Here’s a brainteaser for my readers and especially for those who reenact during the Georgian Era. What game, dating back to at least the 15th century, do some researchers credit as a possible origin for Cricket, Rounders and Baseball? I’ll give you a couple more clues. In the early periods, it was often associated with Easter time. It also would be a great game for demonstrating at a living history event, and even involving the public, since both men and women played it. Give up? Well, the answer is Stoolball! Never heard of Stoolball? Well, it is not a game involving cow patties but you can read on to learn about this historic game that is still played today.
Stoolball is one of the best-documented of the early ballgames, with more than sixty possible references to its play between 1086 and 1861. (The Protoball Project, 2015) A manuscript from 1344 in the Bodleian Library at Oxford (No. 264) reflects a game of club and ball. “One player throws that ball to another who holds a vicious-looking club. He defends a round object which resembles a stool but with a base instead of legs. . .” David Block cites John Myrc’s work, “early poetic instruction of priests,” as “How thow schalt thy paresche preche,” London. It warns “Bal and bares and suche play/ Out of chyrcheyorde put a-way.” A note reportedly inserted by another author included among the banned games “tenessyng handball, fott ball stoil ball (stoolball) and all manner other games out churchyard.” (Block, 2005) In 1564, complaints were made to the justices sitting at the midsummer session, at Malden, Surrey, that the constable (himself possibly an enthusiast with the stool and ball) suffered stoolball to be played on Sunday. (Russell-Goggs, 1928)
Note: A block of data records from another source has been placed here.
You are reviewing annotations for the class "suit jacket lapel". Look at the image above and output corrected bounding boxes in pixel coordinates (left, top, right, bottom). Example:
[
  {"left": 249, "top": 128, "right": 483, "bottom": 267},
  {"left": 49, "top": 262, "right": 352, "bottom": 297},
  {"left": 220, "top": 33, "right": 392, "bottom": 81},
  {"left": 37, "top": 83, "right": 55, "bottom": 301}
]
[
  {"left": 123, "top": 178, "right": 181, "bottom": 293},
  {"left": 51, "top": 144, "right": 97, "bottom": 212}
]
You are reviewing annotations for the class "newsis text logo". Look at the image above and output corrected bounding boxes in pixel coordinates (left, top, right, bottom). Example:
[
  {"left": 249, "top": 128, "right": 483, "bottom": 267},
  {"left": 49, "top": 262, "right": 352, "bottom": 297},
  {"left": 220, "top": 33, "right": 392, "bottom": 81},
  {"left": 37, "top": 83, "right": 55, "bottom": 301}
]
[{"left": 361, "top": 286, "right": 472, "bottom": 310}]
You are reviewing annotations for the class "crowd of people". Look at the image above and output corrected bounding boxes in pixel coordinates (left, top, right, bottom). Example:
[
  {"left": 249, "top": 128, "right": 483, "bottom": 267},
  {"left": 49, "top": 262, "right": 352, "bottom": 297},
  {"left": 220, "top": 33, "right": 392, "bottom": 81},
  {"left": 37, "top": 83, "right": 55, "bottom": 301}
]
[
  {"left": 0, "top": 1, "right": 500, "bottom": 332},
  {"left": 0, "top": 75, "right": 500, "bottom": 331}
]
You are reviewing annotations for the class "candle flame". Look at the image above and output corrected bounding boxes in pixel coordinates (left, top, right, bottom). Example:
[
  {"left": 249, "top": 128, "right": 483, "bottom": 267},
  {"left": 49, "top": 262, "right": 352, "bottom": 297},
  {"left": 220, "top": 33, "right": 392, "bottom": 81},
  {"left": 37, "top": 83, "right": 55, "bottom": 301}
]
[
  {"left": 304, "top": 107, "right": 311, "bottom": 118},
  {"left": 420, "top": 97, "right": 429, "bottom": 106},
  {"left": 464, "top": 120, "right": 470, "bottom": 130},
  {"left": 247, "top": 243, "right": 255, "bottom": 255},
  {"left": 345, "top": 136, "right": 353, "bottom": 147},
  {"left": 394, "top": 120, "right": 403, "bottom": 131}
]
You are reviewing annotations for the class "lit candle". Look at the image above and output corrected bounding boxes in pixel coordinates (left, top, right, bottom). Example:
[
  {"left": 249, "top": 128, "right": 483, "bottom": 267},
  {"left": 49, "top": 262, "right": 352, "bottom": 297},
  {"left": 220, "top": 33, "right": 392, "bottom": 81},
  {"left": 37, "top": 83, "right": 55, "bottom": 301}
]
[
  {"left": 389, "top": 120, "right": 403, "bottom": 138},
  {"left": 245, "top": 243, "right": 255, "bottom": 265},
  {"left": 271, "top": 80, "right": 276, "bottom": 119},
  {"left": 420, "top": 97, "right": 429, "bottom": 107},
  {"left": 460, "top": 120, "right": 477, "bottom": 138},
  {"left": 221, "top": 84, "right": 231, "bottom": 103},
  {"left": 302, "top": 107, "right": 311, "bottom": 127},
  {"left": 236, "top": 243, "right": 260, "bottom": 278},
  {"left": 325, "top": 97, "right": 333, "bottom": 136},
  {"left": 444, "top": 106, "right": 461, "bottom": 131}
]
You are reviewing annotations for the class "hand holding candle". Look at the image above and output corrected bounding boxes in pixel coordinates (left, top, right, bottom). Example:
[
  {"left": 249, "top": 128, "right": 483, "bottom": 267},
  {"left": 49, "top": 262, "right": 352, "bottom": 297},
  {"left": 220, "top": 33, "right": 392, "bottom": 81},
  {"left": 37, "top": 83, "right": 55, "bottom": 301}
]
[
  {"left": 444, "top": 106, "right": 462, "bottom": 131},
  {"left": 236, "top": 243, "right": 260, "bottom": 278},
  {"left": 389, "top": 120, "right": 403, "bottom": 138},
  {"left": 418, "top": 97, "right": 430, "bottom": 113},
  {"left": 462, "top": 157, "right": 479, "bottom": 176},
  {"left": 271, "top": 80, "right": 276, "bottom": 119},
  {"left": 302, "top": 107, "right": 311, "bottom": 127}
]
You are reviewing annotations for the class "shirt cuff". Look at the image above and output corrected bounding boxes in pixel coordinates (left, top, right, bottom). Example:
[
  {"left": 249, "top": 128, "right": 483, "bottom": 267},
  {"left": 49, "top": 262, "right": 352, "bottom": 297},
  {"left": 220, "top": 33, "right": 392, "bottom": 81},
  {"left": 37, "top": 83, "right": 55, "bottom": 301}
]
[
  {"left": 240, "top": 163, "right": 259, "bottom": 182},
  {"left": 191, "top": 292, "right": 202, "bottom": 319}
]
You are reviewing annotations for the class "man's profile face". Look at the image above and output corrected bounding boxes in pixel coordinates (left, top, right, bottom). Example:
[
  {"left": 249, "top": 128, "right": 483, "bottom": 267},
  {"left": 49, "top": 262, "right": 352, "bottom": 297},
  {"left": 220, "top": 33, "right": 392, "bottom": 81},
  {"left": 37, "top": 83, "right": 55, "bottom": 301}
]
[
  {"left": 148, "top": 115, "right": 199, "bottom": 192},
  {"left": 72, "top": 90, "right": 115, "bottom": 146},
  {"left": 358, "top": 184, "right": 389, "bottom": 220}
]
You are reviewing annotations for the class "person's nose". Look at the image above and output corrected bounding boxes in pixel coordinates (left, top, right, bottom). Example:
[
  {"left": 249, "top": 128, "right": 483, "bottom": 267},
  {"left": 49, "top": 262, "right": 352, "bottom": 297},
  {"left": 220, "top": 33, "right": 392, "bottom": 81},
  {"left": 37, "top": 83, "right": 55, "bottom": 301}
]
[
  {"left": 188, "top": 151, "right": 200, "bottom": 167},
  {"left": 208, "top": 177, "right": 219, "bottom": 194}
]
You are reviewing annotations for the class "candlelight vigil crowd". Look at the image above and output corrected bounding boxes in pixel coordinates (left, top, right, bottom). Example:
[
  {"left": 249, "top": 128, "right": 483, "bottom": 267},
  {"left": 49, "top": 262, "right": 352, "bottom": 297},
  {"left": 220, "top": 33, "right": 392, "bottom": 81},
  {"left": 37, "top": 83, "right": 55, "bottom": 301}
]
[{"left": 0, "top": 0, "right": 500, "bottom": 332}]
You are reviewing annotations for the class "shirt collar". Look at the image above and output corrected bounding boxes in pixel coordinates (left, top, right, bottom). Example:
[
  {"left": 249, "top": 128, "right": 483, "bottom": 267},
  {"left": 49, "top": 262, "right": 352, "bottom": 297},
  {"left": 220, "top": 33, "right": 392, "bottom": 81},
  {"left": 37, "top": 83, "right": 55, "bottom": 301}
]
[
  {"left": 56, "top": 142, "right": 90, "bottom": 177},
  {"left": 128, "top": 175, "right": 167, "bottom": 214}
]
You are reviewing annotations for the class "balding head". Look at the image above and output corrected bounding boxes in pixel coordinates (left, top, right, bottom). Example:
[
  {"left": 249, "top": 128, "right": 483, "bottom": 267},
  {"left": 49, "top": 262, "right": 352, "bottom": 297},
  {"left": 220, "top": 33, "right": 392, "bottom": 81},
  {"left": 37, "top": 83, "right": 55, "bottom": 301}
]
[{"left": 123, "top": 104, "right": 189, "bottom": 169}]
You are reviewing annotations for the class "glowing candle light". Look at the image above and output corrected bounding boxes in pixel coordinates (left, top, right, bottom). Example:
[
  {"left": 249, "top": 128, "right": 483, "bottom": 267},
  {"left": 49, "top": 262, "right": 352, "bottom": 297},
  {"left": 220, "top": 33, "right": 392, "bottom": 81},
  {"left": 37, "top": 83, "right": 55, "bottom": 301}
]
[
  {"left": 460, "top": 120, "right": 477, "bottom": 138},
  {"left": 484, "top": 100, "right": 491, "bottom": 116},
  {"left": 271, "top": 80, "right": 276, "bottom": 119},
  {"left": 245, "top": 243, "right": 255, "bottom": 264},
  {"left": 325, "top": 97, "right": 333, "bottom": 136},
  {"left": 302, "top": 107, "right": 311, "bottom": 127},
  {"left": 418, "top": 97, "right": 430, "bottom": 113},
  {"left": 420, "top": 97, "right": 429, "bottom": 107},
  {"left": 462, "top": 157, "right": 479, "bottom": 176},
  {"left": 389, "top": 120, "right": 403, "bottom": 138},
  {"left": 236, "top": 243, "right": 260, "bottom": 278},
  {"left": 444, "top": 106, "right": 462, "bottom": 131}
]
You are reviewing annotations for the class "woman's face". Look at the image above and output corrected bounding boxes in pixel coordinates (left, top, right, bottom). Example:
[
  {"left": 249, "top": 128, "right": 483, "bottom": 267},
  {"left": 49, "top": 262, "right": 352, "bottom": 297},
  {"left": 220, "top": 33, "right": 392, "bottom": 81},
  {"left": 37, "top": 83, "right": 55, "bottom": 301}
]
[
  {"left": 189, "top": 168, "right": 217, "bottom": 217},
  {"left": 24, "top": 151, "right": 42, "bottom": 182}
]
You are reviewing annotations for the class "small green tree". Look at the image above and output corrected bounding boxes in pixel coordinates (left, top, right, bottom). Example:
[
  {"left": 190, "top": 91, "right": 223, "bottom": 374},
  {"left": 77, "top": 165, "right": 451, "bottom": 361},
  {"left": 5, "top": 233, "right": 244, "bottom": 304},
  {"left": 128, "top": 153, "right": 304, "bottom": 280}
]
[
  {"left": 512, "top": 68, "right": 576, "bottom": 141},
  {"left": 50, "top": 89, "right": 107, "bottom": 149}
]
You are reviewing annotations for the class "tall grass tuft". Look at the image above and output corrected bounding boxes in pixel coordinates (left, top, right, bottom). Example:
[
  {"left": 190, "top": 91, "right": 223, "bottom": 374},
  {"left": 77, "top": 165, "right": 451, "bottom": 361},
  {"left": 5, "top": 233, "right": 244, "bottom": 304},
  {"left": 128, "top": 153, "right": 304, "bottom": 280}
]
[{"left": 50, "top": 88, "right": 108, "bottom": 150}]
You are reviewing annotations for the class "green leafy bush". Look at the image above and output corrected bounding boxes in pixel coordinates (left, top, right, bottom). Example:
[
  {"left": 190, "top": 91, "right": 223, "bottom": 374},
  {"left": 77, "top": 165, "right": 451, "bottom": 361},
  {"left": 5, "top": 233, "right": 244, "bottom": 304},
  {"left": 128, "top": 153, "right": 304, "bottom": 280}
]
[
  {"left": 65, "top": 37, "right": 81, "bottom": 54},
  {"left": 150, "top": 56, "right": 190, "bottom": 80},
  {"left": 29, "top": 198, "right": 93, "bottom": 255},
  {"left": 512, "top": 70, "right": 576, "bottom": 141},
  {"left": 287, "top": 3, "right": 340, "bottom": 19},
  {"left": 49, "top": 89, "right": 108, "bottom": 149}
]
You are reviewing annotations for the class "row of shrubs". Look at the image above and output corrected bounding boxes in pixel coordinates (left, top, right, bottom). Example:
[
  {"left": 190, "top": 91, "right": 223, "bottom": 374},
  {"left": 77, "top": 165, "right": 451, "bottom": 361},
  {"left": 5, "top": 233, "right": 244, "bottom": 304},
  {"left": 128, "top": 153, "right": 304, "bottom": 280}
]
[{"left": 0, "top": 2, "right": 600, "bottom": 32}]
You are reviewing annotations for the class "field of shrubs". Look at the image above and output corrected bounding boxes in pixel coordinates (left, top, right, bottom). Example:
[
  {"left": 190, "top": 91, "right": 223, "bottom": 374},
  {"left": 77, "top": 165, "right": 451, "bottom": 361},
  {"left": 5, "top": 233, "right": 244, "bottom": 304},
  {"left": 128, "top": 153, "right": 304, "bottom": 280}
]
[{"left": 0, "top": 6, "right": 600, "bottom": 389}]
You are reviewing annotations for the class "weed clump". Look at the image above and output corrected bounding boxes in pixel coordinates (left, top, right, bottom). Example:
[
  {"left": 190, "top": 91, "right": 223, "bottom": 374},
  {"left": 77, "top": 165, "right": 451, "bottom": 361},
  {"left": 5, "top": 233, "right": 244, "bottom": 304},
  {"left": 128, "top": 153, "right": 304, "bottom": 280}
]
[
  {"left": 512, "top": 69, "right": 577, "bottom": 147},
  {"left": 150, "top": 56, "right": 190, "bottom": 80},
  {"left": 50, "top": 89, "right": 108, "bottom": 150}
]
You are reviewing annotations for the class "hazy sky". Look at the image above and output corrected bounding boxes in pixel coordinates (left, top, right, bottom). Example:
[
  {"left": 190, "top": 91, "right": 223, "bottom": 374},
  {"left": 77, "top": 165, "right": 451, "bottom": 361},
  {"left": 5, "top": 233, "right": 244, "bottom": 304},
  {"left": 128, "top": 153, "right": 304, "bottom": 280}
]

Stoolball did not stay solely in England however, but came to America with the Massachusetts Colony. Governor Bradford describes Christmas Day 1621 at Plymouth Plantation, MA;
“most of this new-company excused them selves and said it wente against their consciences to work on ye day. So ye Govr tould them that if they made it mater of conscience, he would spare them till they were better informed. So he led away ye rest and left them; but when they came home at noone from their worke, he found them in ye street at play, openly; some at pitching ye barr, and some at stoole-ball and shuch like sport. . . . Since which time nothing hath been attempted that way, at least openly.” (The Protoball Project, 2015)
Finally, to bring stoolball history up to just before the Georgian era there is Edward Chamberlayne, who wrote:
“The growth of a commercial London failed to raise the tone of sporting tastes. While the countryman exercised vehemently at football, stool-ball, cricket, pins-on-base, wrestling, or cudgel-playing, there was fiercer and more blood-stirring excitement for the Londoner. Particularly at Hockley-in-the-Hole, one could find bear-baiting, bull-baiting and cock-fighting to his heart’s content.” (The Protoball Project, 2015)
The in reading through all the pre-1700 citations on the Protoball website, the general picture that emerges from those sources is that stoolball was easily the most often cited English ball game of the era and an adult pastime. It was played as often by women as men, and not infrequently cited as a lusty game that led to somewhat unchaste interactions between the lads and lasses involved.
Diarist Nicholas Blondell, Esq. brings us into the Georgian era, and shows both men and women playing, with his diary entry of May 14, 1715 where he wrote:
“The Young Folks of this Town had a Merry-Night . . . . The Young Weomen treated the Men with a Tandsey as they lost to them at a Game at Stoole Balle.”
We also see, from a poem, ‘Stool-ball or the Easter Diversion’ published in the December 1733 issue of The London Magazine, Or, Gentleman’s Monthly Intelligencer that Stoolball is still closely associated with religious activities, and in this case with Easter.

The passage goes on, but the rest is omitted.